My sanity was recently called into question, not for the first time:
— Paul A. Rubin (@parubin) October 1, 2015
Friend Of The Blog Erwin Kalvelagen asserts that it makes no sense to expression optimization models in SQL. (I wrote about this idea here.) Erwin makes a great point: different environments offer different advantages when carrying out different kinds of data manipulations. Optimization can be viewed as a very complex data manipulation, and SQL is often not the best way to express such manipulations.
That said, it’s a leap to say it never makes sense. I’m not asserting that everyone should do it all the time – just that it’s reasonable. If I wanted to write all of my models in SQL, then I would have just written a system to let me do that (which you can more-or-less do right now by reading this). I have no plans to do so, but it’s still a reasonable idea because:
- Lots of people know SQL (*),
- very few people know about optimization or operations research as a discipline, even within the “analytics community”, (**)
- conceptual knowledge of how SQL queries are constructed can easily be leveraged to define full optimization models, and
- in certain cases it’s a pain (or not possible (***)) to pop out of one computing environment to express a model in another.(****)
The parts of the machine learning community that think about optimization think of it as fancy search. SQL is a querying language.
Further, part of our future (or at least mine) are scenarios where you need to solve a very large number of relatively simple optimization models with similar structure but different data, as part of a larger data transformation pipeline.
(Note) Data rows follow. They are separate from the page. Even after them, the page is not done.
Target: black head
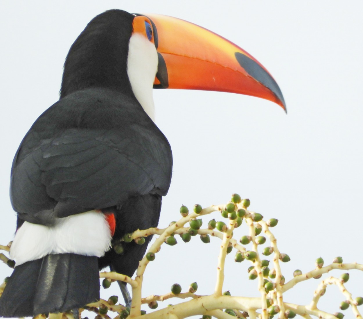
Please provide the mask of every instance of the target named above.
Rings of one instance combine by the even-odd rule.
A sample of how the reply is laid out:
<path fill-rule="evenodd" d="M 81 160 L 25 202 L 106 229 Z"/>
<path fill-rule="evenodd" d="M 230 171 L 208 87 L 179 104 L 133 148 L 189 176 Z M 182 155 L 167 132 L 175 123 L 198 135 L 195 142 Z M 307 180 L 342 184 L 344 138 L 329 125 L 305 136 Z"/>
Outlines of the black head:
<path fill-rule="evenodd" d="M 61 98 L 75 91 L 91 87 L 132 94 L 126 69 L 134 17 L 126 11 L 110 10 L 88 23 L 72 45 L 66 58 Z"/>

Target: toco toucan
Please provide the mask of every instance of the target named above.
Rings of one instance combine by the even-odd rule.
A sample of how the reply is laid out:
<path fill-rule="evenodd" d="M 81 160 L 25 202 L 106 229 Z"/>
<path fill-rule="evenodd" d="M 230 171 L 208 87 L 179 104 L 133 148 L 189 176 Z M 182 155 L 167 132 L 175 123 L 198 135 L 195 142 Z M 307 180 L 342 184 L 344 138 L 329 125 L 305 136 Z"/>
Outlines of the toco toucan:
<path fill-rule="evenodd" d="M 261 64 L 206 29 L 121 10 L 94 18 L 67 56 L 59 101 L 35 121 L 14 159 L 15 264 L 0 316 L 94 302 L 99 269 L 107 266 L 132 275 L 150 237 L 143 245 L 124 242 L 121 254 L 112 243 L 157 226 L 171 178 L 171 150 L 154 121 L 153 88 L 246 94 L 285 109 Z"/>

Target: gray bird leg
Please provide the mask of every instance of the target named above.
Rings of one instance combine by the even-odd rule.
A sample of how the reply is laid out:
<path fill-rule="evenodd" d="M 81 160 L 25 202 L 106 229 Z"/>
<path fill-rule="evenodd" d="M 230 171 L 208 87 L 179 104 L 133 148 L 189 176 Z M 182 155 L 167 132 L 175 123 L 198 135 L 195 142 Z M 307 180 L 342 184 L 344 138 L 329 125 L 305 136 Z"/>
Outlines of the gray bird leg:
<path fill-rule="evenodd" d="M 126 286 L 126 283 L 123 281 L 118 281 L 117 283 L 120 286 L 121 293 L 122 294 L 123 300 L 125 300 L 125 307 L 126 308 L 131 308 L 131 300 L 132 298 L 130 295 L 130 293 Z"/>

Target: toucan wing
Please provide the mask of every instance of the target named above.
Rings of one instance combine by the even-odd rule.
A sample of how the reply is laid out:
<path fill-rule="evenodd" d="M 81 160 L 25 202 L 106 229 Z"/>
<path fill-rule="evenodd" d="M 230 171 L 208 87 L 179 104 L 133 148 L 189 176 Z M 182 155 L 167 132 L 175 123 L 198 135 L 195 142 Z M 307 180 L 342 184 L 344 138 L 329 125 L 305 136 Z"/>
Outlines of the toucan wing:
<path fill-rule="evenodd" d="M 31 130 L 13 164 L 14 209 L 23 219 L 47 224 L 54 217 L 122 205 L 133 196 L 165 195 L 171 151 L 154 127 L 74 128 L 50 138 Z"/>

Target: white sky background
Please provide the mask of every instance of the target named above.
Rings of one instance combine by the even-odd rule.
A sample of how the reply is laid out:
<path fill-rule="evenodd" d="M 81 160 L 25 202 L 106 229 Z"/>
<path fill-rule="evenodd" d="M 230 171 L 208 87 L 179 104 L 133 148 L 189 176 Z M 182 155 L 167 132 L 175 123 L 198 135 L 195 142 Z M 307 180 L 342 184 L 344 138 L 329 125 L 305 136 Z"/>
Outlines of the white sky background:
<path fill-rule="evenodd" d="M 8 189 L 19 145 L 58 99 L 72 43 L 92 18 L 114 8 L 179 17 L 227 38 L 269 70 L 287 105 L 286 115 L 277 105 L 257 98 L 154 90 L 156 124 L 171 145 L 174 162 L 160 226 L 179 218 L 182 204 L 191 209 L 197 202 L 223 203 L 237 192 L 251 199 L 252 210 L 279 219 L 272 230 L 280 250 L 291 258 L 282 265 L 287 280 L 296 268 L 312 269 L 321 256 L 326 264 L 337 256 L 363 263 L 363 2 L 359 1 L 1 1 L 0 243 L 11 240 L 15 230 Z M 221 219 L 216 213 L 213 217 Z M 203 218 L 205 225 L 210 219 Z M 246 232 L 245 226 L 234 232 L 237 238 Z M 198 293 L 212 292 L 219 240 L 205 245 L 197 237 L 188 244 L 177 239 L 175 246 L 164 245 L 148 266 L 143 296 L 166 293 L 175 282 L 186 291 L 195 281 Z M 247 279 L 250 264 L 235 264 L 234 255 L 227 257 L 224 290 L 258 296 L 257 281 Z M 1 278 L 11 272 L 3 265 L 0 271 Z M 350 272 L 347 287 L 354 297 L 363 295 L 363 274 Z M 309 281 L 295 287 L 285 301 L 310 303 L 319 280 Z M 328 290 L 320 307 L 337 311 L 345 298 L 337 287 Z M 101 295 L 114 294 L 120 294 L 115 284 Z"/>

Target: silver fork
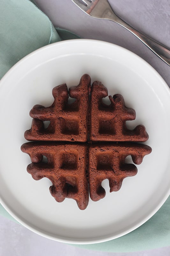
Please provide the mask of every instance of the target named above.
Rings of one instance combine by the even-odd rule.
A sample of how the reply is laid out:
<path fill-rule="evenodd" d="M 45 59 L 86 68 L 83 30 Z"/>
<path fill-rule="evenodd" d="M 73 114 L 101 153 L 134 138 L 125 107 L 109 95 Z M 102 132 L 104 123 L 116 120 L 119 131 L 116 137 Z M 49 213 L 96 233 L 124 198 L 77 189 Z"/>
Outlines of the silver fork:
<path fill-rule="evenodd" d="M 119 17 L 107 0 L 72 0 L 87 14 L 94 18 L 109 20 L 119 24 L 137 36 L 159 57 L 170 66 L 170 49 L 135 29 Z"/>

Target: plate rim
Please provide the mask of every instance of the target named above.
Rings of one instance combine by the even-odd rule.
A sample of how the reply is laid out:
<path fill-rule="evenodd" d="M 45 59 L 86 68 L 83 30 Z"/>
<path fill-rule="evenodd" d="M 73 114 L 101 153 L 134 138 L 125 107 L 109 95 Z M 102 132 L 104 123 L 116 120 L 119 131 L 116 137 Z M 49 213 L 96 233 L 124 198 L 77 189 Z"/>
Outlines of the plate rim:
<path fill-rule="evenodd" d="M 1 89 L 2 86 L 3 86 L 3 85 L 4 83 L 5 83 L 5 79 L 7 78 L 8 78 L 8 76 L 10 75 L 10 74 L 11 73 L 12 73 L 12 72 L 13 71 L 14 71 L 15 69 L 18 68 L 18 67 L 20 65 L 22 64 L 22 63 L 23 61 L 26 61 L 26 61 L 30 57 L 31 58 L 32 56 L 34 54 L 36 54 L 37 52 L 39 52 L 42 51 L 45 51 L 46 49 L 48 48 L 51 48 L 52 47 L 54 47 L 54 46 L 55 46 L 56 45 L 58 45 L 59 44 L 70 44 L 70 42 L 72 43 L 75 42 L 77 42 L 78 40 L 78 41 L 79 42 L 81 43 L 81 42 L 83 42 L 84 43 L 86 41 L 88 41 L 93 42 L 93 43 L 95 43 L 95 44 L 96 43 L 100 44 L 101 43 L 105 45 L 108 44 L 108 45 L 109 44 L 109 45 L 111 45 L 112 47 L 113 47 L 113 46 L 114 46 L 115 47 L 118 48 L 121 48 L 122 49 L 123 49 L 124 50 L 127 51 L 127 52 L 129 52 L 129 53 L 130 53 L 131 55 L 135 56 L 136 58 L 137 57 L 141 61 L 143 62 L 143 63 L 145 65 L 146 65 L 147 66 L 148 66 L 149 68 L 151 68 L 152 69 L 152 70 L 155 73 L 155 75 L 156 74 L 157 76 L 158 76 L 159 77 L 159 78 L 161 80 L 161 82 L 163 83 L 163 84 L 164 84 L 164 88 L 166 90 L 166 91 L 167 91 L 167 92 L 168 93 L 169 96 L 170 98 L 170 89 L 165 81 L 164 80 L 160 75 L 158 73 L 158 71 L 157 71 L 157 70 L 156 70 L 152 66 L 151 66 L 149 63 L 148 63 L 148 62 L 142 59 L 142 58 L 141 57 L 138 56 L 135 53 L 134 53 L 129 50 L 126 49 L 126 48 L 124 48 L 122 46 L 120 46 L 119 45 L 115 44 L 112 43 L 108 43 L 104 41 L 91 39 L 78 39 L 57 42 L 56 43 L 53 43 L 52 44 L 43 46 L 42 47 L 37 49 L 33 52 L 31 52 L 29 54 L 26 55 L 26 56 L 22 59 L 21 60 L 20 60 L 18 62 L 17 62 L 13 67 L 12 67 L 3 76 L 0 81 L 0 90 Z M 139 223 L 138 223 L 137 224 L 135 225 L 135 226 L 133 226 L 133 227 L 129 229 L 128 229 L 128 232 L 124 231 L 124 232 L 122 232 L 122 233 L 120 233 L 120 235 L 117 236 L 115 235 L 114 236 L 109 236 L 108 235 L 107 235 L 107 236 L 105 236 L 106 237 L 105 238 L 101 238 L 100 239 L 97 239 L 97 240 L 93 239 L 93 240 L 92 241 L 91 241 L 91 239 L 90 239 L 91 241 L 87 241 L 88 239 L 86 239 L 87 241 L 86 241 L 85 239 L 84 239 L 84 240 L 85 241 L 82 241 L 82 240 L 80 241 L 78 241 L 77 240 L 76 241 L 74 239 L 71 240 L 71 239 L 70 239 L 70 238 L 66 238 L 65 237 L 64 237 L 65 239 L 62 238 L 59 238 L 58 237 L 57 237 L 57 238 L 54 237 L 54 236 L 52 236 L 50 235 L 49 234 L 48 234 L 47 232 L 44 232 L 44 233 L 42 233 L 41 232 L 41 231 L 38 231 L 37 229 L 34 229 L 34 228 L 33 227 L 33 225 L 32 225 L 32 226 L 31 226 L 31 225 L 29 225 L 27 224 L 27 223 L 26 223 L 26 222 L 23 221 L 22 219 L 22 217 L 19 218 L 18 217 L 18 216 L 15 214 L 15 213 L 13 211 L 10 209 L 10 206 L 8 206 L 7 204 L 5 203 L 4 201 L 4 201 L 3 200 L 0 195 L 0 203 L 4 207 L 5 209 L 7 211 L 9 212 L 9 213 L 10 213 L 10 214 L 19 223 L 21 223 L 21 224 L 22 224 L 22 225 L 23 225 L 23 226 L 27 228 L 28 228 L 28 229 L 32 230 L 32 231 L 33 231 L 37 234 L 38 234 L 39 235 L 40 235 L 44 236 L 44 237 L 50 238 L 55 241 L 64 242 L 68 244 L 90 244 L 94 243 L 98 243 L 101 242 L 105 242 L 115 239 L 118 237 L 121 237 L 123 236 L 128 234 L 129 233 L 131 232 L 132 231 L 135 230 L 137 228 L 140 226 L 141 225 L 144 224 L 144 223 L 145 223 L 146 221 L 148 220 L 158 211 L 159 209 L 160 209 L 160 208 L 161 207 L 161 206 L 163 205 L 164 203 L 167 200 L 170 194 L 170 188 L 169 189 L 169 190 L 167 191 L 166 194 L 164 195 L 163 200 L 162 199 L 162 200 L 161 200 L 160 202 L 159 202 L 159 203 L 157 205 L 157 207 L 155 207 L 154 210 L 153 210 L 152 211 L 152 212 L 150 212 L 150 214 L 148 214 L 147 217 L 146 217 L 144 219 L 143 219 L 142 221 L 141 221 L 141 222 Z M 18 214 L 18 215 L 19 216 L 19 213 Z M 46 234 L 45 234 L 45 233 L 46 233 Z M 108 237 L 109 236 L 109 237 Z M 69 240 L 68 240 L 68 238 L 69 238 Z"/>

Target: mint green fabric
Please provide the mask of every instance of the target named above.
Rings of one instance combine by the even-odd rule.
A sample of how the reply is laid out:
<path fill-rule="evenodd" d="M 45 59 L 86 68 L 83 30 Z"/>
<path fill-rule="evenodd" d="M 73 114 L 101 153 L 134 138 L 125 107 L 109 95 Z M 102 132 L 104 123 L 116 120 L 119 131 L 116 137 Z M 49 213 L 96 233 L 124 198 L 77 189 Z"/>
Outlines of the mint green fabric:
<path fill-rule="evenodd" d="M 0 1 L 0 79 L 19 60 L 36 49 L 61 40 L 78 37 L 67 30 L 55 28 L 34 2 Z M 105 243 L 78 246 L 123 252 L 170 245 L 170 197 L 153 217 L 129 234 Z M 0 204 L 0 214 L 17 222 Z"/>

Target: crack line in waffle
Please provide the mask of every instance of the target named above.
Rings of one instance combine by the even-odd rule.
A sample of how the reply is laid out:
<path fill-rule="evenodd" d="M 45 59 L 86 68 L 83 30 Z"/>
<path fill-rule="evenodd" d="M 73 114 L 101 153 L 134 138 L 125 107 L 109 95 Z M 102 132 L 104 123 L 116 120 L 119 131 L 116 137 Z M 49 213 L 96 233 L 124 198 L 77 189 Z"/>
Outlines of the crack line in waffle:
<path fill-rule="evenodd" d="M 50 192 L 56 201 L 71 198 L 84 210 L 89 190 L 91 199 L 97 201 L 105 195 L 104 180 L 109 180 L 111 192 L 117 191 L 125 178 L 137 174 L 137 167 L 126 163 L 125 158 L 131 156 L 135 164 L 141 164 L 152 149 L 134 142 L 146 141 L 149 136 L 143 125 L 127 129 L 126 122 L 135 119 L 135 111 L 125 106 L 120 94 L 109 96 L 109 105 L 103 103 L 107 89 L 98 81 L 91 87 L 87 74 L 69 91 L 63 84 L 52 93 L 51 106 L 35 105 L 30 111 L 32 127 L 25 137 L 35 142 L 23 144 L 21 149 L 32 162 L 28 172 L 35 180 L 51 180 Z M 69 96 L 76 99 L 70 104 Z M 50 121 L 47 128 L 46 121 Z"/>

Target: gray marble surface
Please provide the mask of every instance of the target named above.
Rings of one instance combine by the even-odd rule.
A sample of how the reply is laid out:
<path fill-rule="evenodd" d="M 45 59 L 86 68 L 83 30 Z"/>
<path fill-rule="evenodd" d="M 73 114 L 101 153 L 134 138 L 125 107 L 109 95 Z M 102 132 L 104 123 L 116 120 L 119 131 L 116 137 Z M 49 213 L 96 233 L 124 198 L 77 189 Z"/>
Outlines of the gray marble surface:
<path fill-rule="evenodd" d="M 129 32 L 114 22 L 88 17 L 71 0 L 36 0 L 55 26 L 70 30 L 83 38 L 107 41 L 128 49 L 155 68 L 170 86 L 170 67 Z M 121 17 L 132 26 L 170 48 L 169 0 L 109 0 Z M 96 252 L 42 237 L 0 217 L 0 255 L 51 256 L 169 256 L 170 247 L 129 253 Z"/>

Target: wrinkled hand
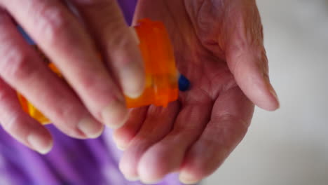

Such models will likely be solved in computational environments like Spark, Hadoop, or Flink where SQL syntax will be resident. It’s totally not crazy to imagine expressing such models in this way. Will such cases actually use SQL, as opposed to Python, Scala, R, or whatever(*****)? I don’t know. I do think that somebody will use SQL at the very least as inspiration in enabling concise expression of optimization models.
* Here is the proof. Not on this list: AMPL, GAMS, AIMMS. They never will be. Ever.
** Paco Nathan’s Just Enough Math and John Foreman’s Data Smart are refreshing exceptions.
*** A reality of working in a team environment is that you do not always have full control over your computing environment.
**** Which is why, for example, we may choose to express PageRank in GAMS….
***** Again, there is zero – ZERO – chance that AMPL, GAMS, AIMMS, or your favorite optimization modeling language will be used in these scenarios. I don’t mean to offend proponents of what are great systems, just stating a wider industry reality that may not be fully appreciated by those outside industry.